As your in Gloucester why don't you just go up and down Portway or Birdlip hill.


----------



## JasonHolder (27 May 2014)

colderuk said:


> As your in Gloucester why don't you just go up and down Portway or Birdlip hill.


Went up birdlip Friday after my challenge duel up painswick here with smashing a cocky little SOB on strava... Now which hill is port way?
Cheers

Ps-50mile round trip to bird lip/painswick


----------



## MikeG (27 May 2014)

JasonHolder said:


> ...............smashing a cocky little SOB on strava... .




You do understand the word "irony", do you?


----------



## JasonHolder (27 May 2014)

MikeG post: 3103255 said:


> You do understand the word "irony", do you?
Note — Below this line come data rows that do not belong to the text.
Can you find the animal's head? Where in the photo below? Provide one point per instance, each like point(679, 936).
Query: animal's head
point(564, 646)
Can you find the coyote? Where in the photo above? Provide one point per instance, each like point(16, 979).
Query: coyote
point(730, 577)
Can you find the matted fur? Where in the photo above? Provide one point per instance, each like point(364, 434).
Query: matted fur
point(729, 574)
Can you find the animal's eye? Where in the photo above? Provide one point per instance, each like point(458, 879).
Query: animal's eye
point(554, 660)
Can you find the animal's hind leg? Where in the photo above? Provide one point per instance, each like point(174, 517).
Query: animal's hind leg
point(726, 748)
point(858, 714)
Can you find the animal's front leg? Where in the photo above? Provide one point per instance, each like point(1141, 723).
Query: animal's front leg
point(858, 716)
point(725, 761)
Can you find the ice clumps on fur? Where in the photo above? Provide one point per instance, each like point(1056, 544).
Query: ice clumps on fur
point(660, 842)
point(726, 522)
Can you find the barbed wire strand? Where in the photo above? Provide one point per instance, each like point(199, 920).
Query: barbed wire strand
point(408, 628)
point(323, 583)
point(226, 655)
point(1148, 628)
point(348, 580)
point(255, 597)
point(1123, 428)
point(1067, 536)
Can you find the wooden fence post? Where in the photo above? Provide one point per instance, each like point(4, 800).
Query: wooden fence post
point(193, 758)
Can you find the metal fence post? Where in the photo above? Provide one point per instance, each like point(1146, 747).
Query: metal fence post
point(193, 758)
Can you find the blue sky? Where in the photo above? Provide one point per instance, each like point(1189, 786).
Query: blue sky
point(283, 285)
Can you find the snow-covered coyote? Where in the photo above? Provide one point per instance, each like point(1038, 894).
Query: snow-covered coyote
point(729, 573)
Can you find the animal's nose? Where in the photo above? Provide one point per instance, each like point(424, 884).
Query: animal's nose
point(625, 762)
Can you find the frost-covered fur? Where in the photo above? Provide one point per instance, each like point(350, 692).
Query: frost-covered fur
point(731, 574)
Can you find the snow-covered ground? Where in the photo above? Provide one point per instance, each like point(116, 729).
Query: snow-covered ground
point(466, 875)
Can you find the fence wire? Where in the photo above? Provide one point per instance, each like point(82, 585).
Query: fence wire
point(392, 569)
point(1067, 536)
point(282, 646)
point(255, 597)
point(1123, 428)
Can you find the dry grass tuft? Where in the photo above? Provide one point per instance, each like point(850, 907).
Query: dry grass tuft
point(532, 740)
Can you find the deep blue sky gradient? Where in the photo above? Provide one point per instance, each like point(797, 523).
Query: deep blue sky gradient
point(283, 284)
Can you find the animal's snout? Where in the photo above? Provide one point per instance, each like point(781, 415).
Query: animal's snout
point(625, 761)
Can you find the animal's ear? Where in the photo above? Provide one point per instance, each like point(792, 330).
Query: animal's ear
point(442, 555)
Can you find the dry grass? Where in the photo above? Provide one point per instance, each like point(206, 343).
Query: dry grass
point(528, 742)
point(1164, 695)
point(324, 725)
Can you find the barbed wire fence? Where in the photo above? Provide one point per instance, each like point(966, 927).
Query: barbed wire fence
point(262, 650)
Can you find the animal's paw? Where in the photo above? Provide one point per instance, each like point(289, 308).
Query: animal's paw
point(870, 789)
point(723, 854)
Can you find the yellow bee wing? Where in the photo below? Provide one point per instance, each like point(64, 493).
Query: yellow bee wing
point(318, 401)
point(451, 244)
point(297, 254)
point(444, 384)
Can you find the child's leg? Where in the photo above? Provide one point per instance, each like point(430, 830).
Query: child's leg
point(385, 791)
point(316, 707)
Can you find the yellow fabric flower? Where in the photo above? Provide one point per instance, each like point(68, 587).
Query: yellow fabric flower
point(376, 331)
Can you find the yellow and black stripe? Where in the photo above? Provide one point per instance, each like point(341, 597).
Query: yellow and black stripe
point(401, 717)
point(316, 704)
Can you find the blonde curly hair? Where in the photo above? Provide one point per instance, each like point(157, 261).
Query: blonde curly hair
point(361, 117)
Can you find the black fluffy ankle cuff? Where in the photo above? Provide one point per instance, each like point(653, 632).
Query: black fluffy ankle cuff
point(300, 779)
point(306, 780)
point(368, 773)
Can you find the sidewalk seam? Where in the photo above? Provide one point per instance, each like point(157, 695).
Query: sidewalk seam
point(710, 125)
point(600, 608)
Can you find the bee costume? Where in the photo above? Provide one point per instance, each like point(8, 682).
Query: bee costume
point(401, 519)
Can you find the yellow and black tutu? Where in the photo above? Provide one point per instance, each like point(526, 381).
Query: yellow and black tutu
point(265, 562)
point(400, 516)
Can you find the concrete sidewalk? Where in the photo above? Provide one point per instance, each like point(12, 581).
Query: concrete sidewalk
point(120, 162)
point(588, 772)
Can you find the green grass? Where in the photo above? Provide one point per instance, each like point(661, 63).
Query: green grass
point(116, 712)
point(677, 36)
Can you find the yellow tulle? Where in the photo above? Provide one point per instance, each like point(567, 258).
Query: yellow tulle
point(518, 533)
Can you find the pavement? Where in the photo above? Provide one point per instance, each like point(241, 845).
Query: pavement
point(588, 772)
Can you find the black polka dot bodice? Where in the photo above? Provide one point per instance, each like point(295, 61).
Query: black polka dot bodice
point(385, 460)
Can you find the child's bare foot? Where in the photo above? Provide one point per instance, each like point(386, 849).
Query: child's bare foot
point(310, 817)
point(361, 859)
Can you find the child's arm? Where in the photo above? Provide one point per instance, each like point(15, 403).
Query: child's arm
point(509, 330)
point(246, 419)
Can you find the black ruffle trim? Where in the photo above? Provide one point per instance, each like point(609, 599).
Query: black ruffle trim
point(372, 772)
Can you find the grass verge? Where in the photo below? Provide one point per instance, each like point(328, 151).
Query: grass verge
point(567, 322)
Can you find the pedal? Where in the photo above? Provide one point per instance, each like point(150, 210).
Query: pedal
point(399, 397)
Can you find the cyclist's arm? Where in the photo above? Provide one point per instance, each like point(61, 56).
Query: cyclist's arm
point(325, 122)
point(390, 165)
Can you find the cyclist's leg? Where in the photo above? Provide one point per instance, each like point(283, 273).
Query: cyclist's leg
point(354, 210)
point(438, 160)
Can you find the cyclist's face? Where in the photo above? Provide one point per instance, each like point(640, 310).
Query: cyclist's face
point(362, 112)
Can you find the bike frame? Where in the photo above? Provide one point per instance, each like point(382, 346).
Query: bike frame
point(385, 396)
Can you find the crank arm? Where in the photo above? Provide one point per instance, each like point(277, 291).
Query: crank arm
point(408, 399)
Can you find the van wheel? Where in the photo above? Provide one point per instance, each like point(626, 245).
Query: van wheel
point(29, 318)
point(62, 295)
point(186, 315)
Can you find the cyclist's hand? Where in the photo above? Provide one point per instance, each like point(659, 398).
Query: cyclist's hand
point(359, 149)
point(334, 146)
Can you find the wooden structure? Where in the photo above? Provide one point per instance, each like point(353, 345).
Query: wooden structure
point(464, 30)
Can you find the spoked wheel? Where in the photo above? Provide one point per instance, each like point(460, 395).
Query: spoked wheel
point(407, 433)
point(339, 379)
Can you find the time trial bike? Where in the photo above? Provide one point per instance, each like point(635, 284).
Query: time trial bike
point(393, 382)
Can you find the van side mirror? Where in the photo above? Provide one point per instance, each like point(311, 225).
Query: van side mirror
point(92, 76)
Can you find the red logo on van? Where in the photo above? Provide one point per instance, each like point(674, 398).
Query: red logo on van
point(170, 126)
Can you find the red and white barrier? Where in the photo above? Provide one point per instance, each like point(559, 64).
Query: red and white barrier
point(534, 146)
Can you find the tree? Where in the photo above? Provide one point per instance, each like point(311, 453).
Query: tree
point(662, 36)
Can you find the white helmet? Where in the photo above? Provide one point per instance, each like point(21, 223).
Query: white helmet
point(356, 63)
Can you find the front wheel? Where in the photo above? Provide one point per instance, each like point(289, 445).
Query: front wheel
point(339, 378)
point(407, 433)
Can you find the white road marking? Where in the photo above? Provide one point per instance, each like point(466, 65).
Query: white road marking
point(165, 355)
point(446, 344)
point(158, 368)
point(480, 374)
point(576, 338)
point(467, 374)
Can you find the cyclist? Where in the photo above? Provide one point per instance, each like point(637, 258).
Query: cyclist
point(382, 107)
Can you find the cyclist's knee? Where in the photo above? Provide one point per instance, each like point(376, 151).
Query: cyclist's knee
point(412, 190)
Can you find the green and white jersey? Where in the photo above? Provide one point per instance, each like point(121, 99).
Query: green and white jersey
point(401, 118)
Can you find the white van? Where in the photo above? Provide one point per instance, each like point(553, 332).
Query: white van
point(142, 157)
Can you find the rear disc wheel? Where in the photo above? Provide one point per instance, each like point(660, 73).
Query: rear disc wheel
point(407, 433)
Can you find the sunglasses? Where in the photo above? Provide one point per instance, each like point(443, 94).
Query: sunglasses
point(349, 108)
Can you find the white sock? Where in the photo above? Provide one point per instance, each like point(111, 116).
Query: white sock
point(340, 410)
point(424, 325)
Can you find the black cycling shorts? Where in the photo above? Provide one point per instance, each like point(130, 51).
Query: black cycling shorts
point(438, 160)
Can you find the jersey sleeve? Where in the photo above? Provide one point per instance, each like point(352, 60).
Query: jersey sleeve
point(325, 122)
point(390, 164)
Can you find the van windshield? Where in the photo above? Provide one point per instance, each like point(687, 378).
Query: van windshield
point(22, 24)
Yes i believe @vickster schooled me in the meaning weeks ago  haha


----------



## 400bhp (27 May 2014)

What exactly are you training for?

Loving the avatar


----------



## Peter Armstrong (27 May 2014)

I find a hill that that 30 sec /45 secs to climb. Hit it hard as possible roll down and repeat.


----------



## Cold (27 May 2014)

JasonHolder said:


> Went up birdlip Friday after my challenge duel up painswick here with smashing a cocky little SOB on strava... Now which hill is port way?
> Cheers
> 
> Ps-50mile round trip to bird lip/painswick




Portway is the hill if you go through Upton St Leonards heading towards Matson take a left go up the road called High Street.

http://www.strava.com/segments/677837


----------